The Workers’ Museum has always been forced to have a businesslike profile, as only 1/2 of the turnover comes from contributions. The rest is from entrance, the running of a restaurant, fees and other cultural arrangements. Historically the museum’s building was the central meeting place for the labour movement in Denmark which has been maintained, e.g. a meeting hall, which like the whole building is now listed as a historical monument.
The museum has been successful in making people conscious of the workers’ part of history and making a visit to The Workers’ Museum is now almost a compulsory part of the programme for schools.
PL stressed the importance of contributing to political decisions – A workers’ museum cannot be apolitical!
Dani Geer and Martin Widmer informed about a container project which was started as a small private firm. The aim is to stretch the importance of technical education at workplaces for apprentices.
The project consists of 30 containers, length 6 meters, weight 3 tons each. The individual exhibitor can present his/her workplace or training via a traditional exhibition or e.g. a video documentation.
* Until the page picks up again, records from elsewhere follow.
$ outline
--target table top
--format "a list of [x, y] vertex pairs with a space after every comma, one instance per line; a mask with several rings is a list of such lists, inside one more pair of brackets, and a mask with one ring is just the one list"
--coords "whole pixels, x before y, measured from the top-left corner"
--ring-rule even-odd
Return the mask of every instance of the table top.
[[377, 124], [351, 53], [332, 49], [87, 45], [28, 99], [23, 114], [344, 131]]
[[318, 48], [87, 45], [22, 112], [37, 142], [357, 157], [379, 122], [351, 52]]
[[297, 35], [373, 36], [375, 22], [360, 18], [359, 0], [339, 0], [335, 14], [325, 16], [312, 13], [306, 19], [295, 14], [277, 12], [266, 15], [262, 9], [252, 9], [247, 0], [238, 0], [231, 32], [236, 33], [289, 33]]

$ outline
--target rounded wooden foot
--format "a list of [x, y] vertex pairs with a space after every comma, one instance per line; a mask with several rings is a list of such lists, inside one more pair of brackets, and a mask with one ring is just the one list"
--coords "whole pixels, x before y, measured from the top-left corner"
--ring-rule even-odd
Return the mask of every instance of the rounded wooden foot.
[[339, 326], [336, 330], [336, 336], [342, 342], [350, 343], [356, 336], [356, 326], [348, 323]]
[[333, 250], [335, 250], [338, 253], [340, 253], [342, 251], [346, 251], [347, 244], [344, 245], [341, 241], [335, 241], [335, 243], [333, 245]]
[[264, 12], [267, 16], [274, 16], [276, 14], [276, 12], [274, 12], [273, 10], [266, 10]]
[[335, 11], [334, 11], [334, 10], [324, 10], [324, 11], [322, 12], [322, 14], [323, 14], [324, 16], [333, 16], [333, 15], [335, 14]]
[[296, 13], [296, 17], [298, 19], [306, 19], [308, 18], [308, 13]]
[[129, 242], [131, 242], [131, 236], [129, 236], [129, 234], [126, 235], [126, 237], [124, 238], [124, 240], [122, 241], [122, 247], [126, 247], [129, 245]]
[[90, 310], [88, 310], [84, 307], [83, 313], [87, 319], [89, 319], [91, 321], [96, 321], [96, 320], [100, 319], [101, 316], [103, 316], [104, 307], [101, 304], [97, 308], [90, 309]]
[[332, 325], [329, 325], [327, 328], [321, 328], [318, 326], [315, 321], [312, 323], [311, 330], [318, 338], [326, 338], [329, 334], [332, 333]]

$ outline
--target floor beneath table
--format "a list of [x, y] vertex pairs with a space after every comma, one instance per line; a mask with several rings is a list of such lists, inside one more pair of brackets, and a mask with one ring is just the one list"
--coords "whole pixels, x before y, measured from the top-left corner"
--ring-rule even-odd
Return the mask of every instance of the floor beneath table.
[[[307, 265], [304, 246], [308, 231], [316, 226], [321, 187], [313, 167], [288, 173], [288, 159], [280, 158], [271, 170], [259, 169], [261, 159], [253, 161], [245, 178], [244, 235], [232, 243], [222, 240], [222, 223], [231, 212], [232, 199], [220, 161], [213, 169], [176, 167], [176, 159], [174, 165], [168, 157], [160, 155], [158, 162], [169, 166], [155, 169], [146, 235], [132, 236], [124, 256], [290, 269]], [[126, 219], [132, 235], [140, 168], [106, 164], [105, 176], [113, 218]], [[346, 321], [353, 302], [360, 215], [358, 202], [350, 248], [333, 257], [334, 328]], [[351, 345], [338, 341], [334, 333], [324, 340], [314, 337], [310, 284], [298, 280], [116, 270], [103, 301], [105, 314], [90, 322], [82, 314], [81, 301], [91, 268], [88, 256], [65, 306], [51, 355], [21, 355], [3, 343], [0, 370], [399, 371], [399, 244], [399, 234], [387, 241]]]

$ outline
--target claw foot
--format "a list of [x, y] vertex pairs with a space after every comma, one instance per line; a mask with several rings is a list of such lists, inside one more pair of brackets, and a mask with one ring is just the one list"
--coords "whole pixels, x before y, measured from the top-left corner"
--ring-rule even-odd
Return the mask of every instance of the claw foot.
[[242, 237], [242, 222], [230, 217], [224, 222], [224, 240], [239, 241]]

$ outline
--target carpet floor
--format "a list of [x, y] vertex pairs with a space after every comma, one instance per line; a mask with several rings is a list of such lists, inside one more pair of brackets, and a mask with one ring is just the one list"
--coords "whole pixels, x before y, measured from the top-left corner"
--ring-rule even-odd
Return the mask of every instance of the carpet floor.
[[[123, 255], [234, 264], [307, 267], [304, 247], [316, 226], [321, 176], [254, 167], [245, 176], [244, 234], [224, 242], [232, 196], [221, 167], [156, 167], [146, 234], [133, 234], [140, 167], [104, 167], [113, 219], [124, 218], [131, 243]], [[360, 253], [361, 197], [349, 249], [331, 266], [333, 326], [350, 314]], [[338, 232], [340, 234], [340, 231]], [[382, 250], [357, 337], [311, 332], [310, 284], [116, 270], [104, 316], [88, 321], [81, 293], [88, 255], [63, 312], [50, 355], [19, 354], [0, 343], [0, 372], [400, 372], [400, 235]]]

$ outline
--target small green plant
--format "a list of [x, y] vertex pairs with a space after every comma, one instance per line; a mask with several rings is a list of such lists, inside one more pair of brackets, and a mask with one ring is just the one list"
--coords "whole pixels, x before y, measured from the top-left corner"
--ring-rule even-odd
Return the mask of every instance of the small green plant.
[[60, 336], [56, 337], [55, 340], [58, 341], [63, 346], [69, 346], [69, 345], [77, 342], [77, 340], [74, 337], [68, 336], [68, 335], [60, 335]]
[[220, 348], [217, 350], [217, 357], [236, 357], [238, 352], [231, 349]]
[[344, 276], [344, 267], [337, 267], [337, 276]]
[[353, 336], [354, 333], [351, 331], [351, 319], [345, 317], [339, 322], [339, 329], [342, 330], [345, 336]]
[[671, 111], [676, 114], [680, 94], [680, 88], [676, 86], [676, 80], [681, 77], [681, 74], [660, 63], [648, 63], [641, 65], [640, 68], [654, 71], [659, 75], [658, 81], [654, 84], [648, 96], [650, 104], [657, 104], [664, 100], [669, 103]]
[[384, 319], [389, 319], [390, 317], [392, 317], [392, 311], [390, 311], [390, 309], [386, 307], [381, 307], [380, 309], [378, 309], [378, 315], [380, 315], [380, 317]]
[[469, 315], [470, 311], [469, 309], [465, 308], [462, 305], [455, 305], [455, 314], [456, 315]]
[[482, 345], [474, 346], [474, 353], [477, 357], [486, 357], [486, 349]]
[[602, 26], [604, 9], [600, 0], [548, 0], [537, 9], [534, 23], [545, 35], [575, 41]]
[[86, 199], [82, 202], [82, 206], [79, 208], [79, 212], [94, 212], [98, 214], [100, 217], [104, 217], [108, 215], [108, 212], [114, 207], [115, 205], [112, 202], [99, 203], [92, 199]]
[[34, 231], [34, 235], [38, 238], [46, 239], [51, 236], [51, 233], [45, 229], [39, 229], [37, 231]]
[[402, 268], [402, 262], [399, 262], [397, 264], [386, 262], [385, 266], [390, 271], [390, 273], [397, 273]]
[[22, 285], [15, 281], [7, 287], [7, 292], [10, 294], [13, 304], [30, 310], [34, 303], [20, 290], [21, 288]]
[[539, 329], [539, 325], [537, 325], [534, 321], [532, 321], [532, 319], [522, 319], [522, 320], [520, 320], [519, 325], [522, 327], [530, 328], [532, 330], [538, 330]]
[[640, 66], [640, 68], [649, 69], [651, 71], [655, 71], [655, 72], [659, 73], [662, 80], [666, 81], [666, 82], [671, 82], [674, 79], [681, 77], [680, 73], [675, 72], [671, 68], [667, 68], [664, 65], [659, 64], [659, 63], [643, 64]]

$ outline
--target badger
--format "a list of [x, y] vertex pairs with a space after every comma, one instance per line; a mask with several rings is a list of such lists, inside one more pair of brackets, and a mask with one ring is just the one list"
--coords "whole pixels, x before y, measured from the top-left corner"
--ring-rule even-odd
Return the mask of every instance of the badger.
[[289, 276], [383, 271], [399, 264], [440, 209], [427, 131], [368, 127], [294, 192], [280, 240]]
They also work with reporting and communication on the Internet and they learn group-work etc. Generally the aim is to put focus on “work” looked upon from a young person’s point of view.
Many questions were made to the papers on the various countries’ experiences and the museums projects, and elaborate answers were given.
On behalf of Worklab Peter Ludvigsen finally thanked for excellent briefing and a positive annual general meeting.
And a special thank to the host: Museum of Work in Norrköping for excellent treatment.